2. It is understandable that the first priority has been to fix the banking and financial systems of the advanced world. But it is important for the rest of the world not to derive the wrong lessons as the advanced financial systems move towards re-regulation - as they move towards a return to traditional norms of prudent banking supervision and avoid the excesses on both unregulated derivatives markets and unregulated securisation. It is important that we don’t derive wrong lessons for the rest of the world.
3. The basic problem in the most advanced financial markets was the tragic failure of policy. There was a failure to address the remarkable buildup of leverage - both explicit leverage, and leverage embedded in financial products. There was also a failure to address regulatory arbitrage between the banking and the shadow banking systems. The very growth of the shadow banking system was motivated by the desire of market participants to avoid the capital charges and other requirements that banks were obliged to meet.
4. Through the process now taking place at the Basel Committee, the Financial Stability Board (FSB) and other fora, including the G20, the advanced financial systems are moving the direction of re-regulation, tightening capital requirement particularly for the trading books of banks; and more so for systemically significant institutions. They will also require better quality capital. And they are moving towards a more level playing field in regulation between banking and the non-banking sector.
5. But the basic direction of travel for the emerging world is different from the most advanced markets. In the sense we will have to move from two ends of the spectrum towards a position that is closer to one another. The basic direction of travel in the emerging world has to be towards continued, gradual opening up and further diversification of their financial systems.
6. The financial systems of the emerging world, particularly in Asia, are still heavily dominated by banks, with underdeveloped capital markets. And in many cases the financial system on the whole is either state directed or not sufficiently open to competition from foreign institutions, or both.
7. So the basic direction of travel should continue towards diversifying financial systems away from heavily bank-centric systems by deepening capital markets, and towards the gradual opening up of financial systems to foreign competition. It has to be done while learning the right lessons from the problems from the advanced markets - ensuring that the capital markets are well-regulated and transparent, and ensuring that we do not allow the excessive leverage build up in the system as a whole even as we regulate each segment of the system, in other words, to keep our sights on macro prudential regulation.

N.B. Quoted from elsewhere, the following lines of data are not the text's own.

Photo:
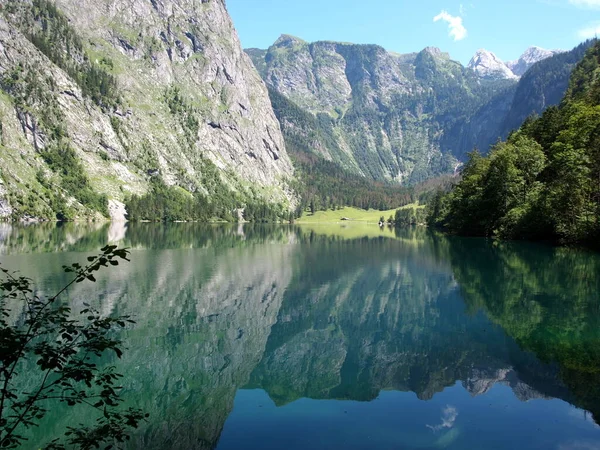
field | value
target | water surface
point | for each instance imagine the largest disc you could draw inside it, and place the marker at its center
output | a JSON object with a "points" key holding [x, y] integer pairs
{"points": [[288, 337]]}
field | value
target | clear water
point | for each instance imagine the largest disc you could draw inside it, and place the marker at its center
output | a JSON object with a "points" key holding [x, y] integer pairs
{"points": [[287, 337]]}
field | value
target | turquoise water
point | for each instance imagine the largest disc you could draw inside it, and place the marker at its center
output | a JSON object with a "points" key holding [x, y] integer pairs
{"points": [[279, 337]]}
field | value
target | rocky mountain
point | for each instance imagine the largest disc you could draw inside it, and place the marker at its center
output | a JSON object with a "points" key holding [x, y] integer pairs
{"points": [[95, 106], [377, 114], [542, 86], [488, 66], [531, 56], [402, 118]]}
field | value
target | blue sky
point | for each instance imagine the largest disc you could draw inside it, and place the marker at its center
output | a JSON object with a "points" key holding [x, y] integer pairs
{"points": [[505, 27]]}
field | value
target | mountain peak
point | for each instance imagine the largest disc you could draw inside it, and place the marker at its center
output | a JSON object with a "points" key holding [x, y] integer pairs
{"points": [[531, 56], [487, 65], [436, 52]]}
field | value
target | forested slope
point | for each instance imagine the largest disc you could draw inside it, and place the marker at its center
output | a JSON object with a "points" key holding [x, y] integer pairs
{"points": [[544, 181]]}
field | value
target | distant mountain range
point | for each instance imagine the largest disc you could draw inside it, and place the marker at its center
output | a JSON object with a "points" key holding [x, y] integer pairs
{"points": [[487, 65], [403, 118]]}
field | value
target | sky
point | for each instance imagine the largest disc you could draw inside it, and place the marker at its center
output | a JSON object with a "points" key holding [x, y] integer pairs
{"points": [[505, 27]]}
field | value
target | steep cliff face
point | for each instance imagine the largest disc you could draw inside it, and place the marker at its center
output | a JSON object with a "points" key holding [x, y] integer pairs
{"points": [[378, 114], [139, 89], [407, 117]]}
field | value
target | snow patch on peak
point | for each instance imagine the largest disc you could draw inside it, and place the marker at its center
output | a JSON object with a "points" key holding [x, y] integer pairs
{"points": [[531, 56], [487, 65]]}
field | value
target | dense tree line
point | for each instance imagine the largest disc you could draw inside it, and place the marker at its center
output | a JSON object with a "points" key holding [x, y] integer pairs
{"points": [[544, 181], [49, 30]]}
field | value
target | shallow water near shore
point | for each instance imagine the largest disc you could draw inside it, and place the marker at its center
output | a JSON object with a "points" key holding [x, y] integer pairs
{"points": [[268, 337]]}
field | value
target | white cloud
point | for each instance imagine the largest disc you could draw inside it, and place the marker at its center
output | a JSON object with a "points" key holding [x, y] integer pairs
{"points": [[457, 30], [590, 31], [590, 4], [449, 415]]}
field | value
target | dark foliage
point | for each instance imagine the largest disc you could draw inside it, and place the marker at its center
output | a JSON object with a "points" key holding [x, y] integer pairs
{"points": [[544, 182]]}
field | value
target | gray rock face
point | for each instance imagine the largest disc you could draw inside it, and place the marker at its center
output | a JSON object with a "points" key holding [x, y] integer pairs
{"points": [[531, 56], [382, 112], [488, 66], [395, 117], [151, 47]]}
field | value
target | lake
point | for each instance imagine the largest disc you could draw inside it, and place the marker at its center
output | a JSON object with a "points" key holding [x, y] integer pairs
{"points": [[347, 337]]}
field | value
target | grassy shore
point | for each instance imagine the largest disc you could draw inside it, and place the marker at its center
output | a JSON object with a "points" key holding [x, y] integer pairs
{"points": [[352, 214]]}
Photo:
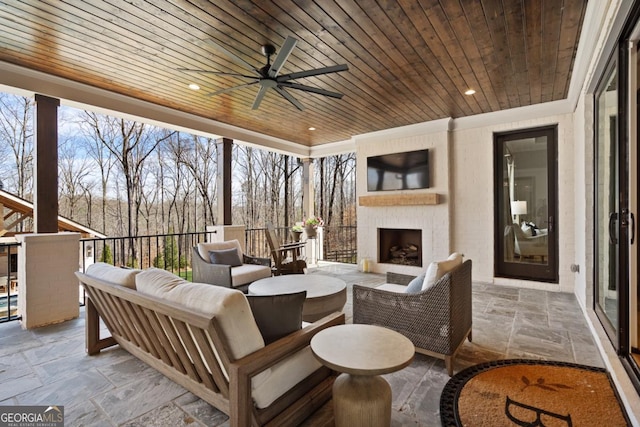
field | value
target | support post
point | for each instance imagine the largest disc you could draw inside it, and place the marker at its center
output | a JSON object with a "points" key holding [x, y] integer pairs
{"points": [[308, 205], [45, 200], [49, 291], [224, 181]]}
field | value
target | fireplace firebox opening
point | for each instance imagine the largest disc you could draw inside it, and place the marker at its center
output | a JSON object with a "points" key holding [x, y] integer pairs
{"points": [[400, 246]]}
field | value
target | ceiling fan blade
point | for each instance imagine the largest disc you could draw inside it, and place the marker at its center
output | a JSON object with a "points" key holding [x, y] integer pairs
{"points": [[229, 89], [311, 89], [259, 96], [283, 55], [233, 56], [316, 72], [286, 95], [219, 73]]}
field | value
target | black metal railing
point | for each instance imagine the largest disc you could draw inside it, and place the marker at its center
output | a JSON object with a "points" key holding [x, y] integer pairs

8. As we gradually liberalise and diversify emerging market financial systems, we have to avoid purist approaches. It is not an “all or nothing” approach. In particular, we should avoid about a “Wimbledon” strategy - where you go for any competitive market outcome regardless of whether home country banks retain a role in your system.
9. The more judicious approaches appear to be in the middle ground. This ground has two main features. First, it involves a gradual, calibrated process of admitting foreign participants, ensuring that they have sufficient capital in their home jurisdictions; and ensuring that where they are not subsidiarised and hence do not keep capital in the host jurisdiction, they are subject to maintain some form of asset maintenance regime - requiring that they maintain the right proportion of domestic assets and liquid assets to back their liabilities in the host jurisdiction.
10. Second, it involves mitigating risks by having a few strong domestic banks as the anchors of your system. That is one of the lessons from this crisis. Canada, Australia, Singapore and Hong Kong, each with its few strong domestic banks, have each survived the crisis well, and indeed had avoided the excesses that led to the crisis. And these are not closed systems. They are open systems, open to foreign competition, with a relatively high degree of foreign participation in their financial systems compared to most.
11. This combination of having strong domestic anchors, and adequate foreign competition particularly in wholesale and capital markets, is a middle ground that is workable. It requires diligent regulation and supervision. But it allows us to maximize the benefits of globalization while avoiding excessive risks.
12. To summarise, the lessons from this crisis are not the same for different regions of the world. We should avoid translating the lessons that are applied to the West directly to the rest of the world, particularly to the emerging world.